Les demi-masques et les fourrures ont fait leur apparition dans les années quarante, et partir de 1945, les participants masqués ont porté des casaques à l’envers garnies de bandes de tissu qui remontaient jusqu’aux toupins. Ces bandes étaient découpées dans des tissus pour tabliers de différentes couleurs.
Les premiers masques en caoutchouc ont été portés au début des années cinquante, en même temps qu’a été adoptée une nouvelle tenue vestimentaire: Peter Tscherry, né en 41, a été le premier à l’époque à porter une casaque garnie de deux rangées (la première à hauteur des épaules, la deuxième à hauteur des hanches) de rubans de couleur bleue, rouge et verte, auxquels se sont ajoutés plus tard des rubans jaunes. Cette tenue n’a pas connu de changements majeurs depuis lors. Les couleurs sont restées les mêmes, mais les rangées de rubans sont plus nombreuses et on n’utilise en majorité plus que des tissus unis.
Les cloches, pour la plupart de la marque «Chamonix», ont été remplacées par des toupins anguleux jaune doré qui pouvaient – ou peuvent encore – être acquis auprès des entreprises et personnes suivantes: Della Bianca à Viège, Hartmann à La Souste, Meichtry à Loèche-Ville et Brenner AG à Steg. Stefan Passeraub, Arnold Schnyder et Peter Tscherry ont été les premiers à porter deux de ces toupins de taille 8, 9 et/ou 10 en 1959. Quelques années plus tard sont apparus les premiers toupins de taille 15, portés notamment par Alois Schmidt, d’Erschmatt, et Paul Schnyder, de Bratsch. Un toupin en acier a été porté pour la première fois par Hans-Peter Steiner en 1974. Ce type de toupin, plus stable, a été largement adopté depuis. Autrefois, les «Füüdini» masqués arpentaient plutôt les rues en solitaires.

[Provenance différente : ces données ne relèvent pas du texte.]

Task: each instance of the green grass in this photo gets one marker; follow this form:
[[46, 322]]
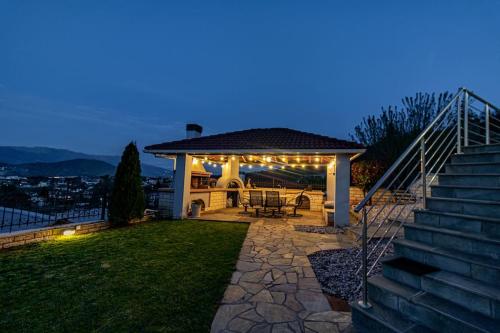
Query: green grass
[[156, 277]]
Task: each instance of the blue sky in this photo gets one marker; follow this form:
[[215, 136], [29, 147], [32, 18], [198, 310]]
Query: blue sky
[[93, 75]]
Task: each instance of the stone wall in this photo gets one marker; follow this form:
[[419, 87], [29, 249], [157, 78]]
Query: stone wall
[[166, 203], [37, 235], [356, 195], [218, 200]]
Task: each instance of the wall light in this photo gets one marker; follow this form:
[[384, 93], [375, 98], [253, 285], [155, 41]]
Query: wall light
[[68, 232]]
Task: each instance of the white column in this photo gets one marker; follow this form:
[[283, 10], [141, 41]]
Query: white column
[[330, 182], [234, 168], [342, 182], [182, 186]]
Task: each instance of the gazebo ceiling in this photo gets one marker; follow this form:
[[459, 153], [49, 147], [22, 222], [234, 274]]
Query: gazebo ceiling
[[272, 141]]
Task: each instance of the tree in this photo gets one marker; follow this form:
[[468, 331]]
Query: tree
[[127, 197], [365, 174], [387, 135], [12, 196]]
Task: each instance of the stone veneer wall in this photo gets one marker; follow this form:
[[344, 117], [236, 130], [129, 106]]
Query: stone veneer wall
[[166, 203], [37, 235], [218, 200], [356, 195]]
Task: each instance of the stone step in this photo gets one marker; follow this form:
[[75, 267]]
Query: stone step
[[472, 266], [381, 319], [463, 222], [474, 295], [405, 271], [495, 147], [466, 192], [470, 179], [472, 157], [426, 309], [475, 167], [485, 208], [476, 244]]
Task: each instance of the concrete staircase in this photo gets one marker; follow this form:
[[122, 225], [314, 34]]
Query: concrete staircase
[[445, 274]]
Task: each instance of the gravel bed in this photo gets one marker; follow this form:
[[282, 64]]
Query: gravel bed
[[336, 270], [318, 229]]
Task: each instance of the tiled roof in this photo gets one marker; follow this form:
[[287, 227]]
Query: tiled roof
[[257, 139]]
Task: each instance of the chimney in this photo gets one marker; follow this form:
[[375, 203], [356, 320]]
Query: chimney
[[193, 131]]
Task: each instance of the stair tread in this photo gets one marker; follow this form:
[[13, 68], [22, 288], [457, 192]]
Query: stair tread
[[473, 187], [468, 174], [466, 284], [478, 152], [471, 258], [389, 318], [459, 313], [488, 202], [436, 304], [465, 216], [474, 163], [458, 233]]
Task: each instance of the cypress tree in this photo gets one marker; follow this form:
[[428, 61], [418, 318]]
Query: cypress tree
[[127, 198]]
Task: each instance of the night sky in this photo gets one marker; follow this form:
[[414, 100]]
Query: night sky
[[92, 75]]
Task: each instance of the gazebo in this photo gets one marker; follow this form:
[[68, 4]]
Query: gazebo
[[254, 149]]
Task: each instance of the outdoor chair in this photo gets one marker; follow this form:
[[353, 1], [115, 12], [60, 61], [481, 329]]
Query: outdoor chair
[[295, 203], [274, 202], [256, 201], [244, 202]]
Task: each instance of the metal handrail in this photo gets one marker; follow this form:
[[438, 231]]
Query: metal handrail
[[446, 134], [415, 142]]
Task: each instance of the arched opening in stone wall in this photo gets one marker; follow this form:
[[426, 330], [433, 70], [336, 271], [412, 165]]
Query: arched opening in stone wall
[[306, 202], [200, 202]]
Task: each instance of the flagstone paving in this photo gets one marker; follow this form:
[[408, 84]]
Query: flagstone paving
[[274, 288]]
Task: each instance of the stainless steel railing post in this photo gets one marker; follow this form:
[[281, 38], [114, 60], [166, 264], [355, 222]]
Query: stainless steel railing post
[[487, 122], [466, 118], [364, 302], [459, 128], [422, 171]]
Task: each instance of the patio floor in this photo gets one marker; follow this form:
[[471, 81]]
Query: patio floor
[[233, 215], [274, 288]]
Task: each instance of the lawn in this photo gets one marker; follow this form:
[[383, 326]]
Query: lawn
[[157, 277]]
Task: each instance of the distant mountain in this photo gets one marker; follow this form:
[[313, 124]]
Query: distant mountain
[[76, 167], [29, 157]]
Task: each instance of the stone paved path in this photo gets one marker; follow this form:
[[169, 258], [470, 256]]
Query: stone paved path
[[274, 288]]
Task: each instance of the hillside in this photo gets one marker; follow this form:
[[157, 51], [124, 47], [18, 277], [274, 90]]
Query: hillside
[[28, 158], [76, 167]]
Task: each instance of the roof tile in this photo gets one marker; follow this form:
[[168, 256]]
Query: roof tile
[[259, 138]]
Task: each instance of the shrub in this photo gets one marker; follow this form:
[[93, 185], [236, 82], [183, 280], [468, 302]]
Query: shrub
[[127, 197], [365, 173]]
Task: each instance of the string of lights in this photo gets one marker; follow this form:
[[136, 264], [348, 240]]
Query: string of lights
[[267, 161]]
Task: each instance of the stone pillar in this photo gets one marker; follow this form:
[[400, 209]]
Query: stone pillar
[[182, 186], [342, 182], [330, 182], [234, 168]]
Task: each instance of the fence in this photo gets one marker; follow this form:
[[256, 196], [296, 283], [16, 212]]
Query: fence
[[59, 208]]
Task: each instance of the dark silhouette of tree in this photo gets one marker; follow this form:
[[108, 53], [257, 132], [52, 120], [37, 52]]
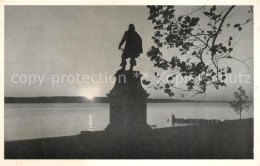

Il a fallu attendre 1970 pour que plusieurs «Füüdini» de Bratsch et d’Erschmatt participent une première fois au cortège de carnaval du Haut-Valais à Brigue-Glis. Depuis, les porteurs de toupins participent chaque année à divers défilés en groupes unifiés
alors que, comme nous le disons plus haut, ils évoluaient autrefois en solitaires. Après une période d’accalmie, ces activités ont connu, à la fin des années 70, un regain d’intérêt qui ne s’est pas démenti. Elles attirent aussi de plus en plus de femmes, si bien que le «treicheln» connaît aujourd’hui une véritable renaissance. Les données historiques sont basées sur une enquête isolée; elles ne prétendent pas être exhaustives.